Again furthermore it is possible that within the hearing instrument so called basic settings are stored which will remain unchanged while a so called actualized setting value for a particular acoustic environment is changed to provoke the user to interact and to readjust the user-setting while the basic device setting remains unchanged. Only if the user person is of the opinion, that the actualized setting or user setting is optimal the basic setting of the hearing instrument will be changed or adjusted respectively. It is further possible that the basic hearing instrument settings will be changed or adjusted only after restart of the hearing instrument. Therefore at least some of the individual settings of the hearing instrument each for a particular acoustic environment may comprise a basic setting value and an actualized setting value which latter is changed without the influence of the user to provoke the user to interact or adjust the respective user setting, the respective basic setting of the hearing instrument is only adjusted to the respective user setting upon activation by the user, an audiologist, a fitter and/or at restart of the device.
Again according a further proposed method the user could be informed about the change or deviation from the actual setting after a certain period, first of all asking the user, whether he recognized the change and if yes, if in case of a change or readjustment of the user setting the actual setting is improved, equivalent or worth compared with the initial setting.

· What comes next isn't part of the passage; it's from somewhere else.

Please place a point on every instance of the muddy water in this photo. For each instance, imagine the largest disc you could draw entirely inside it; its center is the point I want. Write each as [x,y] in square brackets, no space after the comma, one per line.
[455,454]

One problem of course may occur, if the acoustic environment conditions change rapidly, so that one and the same setting can not be changed within a reasonable time period for a particular acoustic environment. It is therefore preferred, that changes of settings or deviations from actual settings will only be initiated in case, that the user will stay in more or less constant acoustic environments. Otherwise in case of rapid changes of acoustic environment any randomly initiated changes in settings should be neglected or reset to the initial settings.
The above mentioned and proposed inventive methods in principal are not only suitable for learning sequences within the instrument but they could be used to speed up the validation phase while triggering the user to actively interfere with the instrument and search for the best program or setting of the instrument in a given solution.
Furthermore according the present invention a respective software is proposed which enables a hearing instrument to apply the above mentioned method for improved adjustment of hearing aid settings for a particular acoustic environment. Preferred of course is a software which is applicable universally in most of the today used hearing aids or hearing instruments respectively at least for some of the settings used within a hearing instrument.
It is of course possible to incorporate such a software within the hearing instrument itself or within a remote control, which is installed e.g. within an ordinary tool daily used such as e.g. within a arm watch, a mobile telephone etc.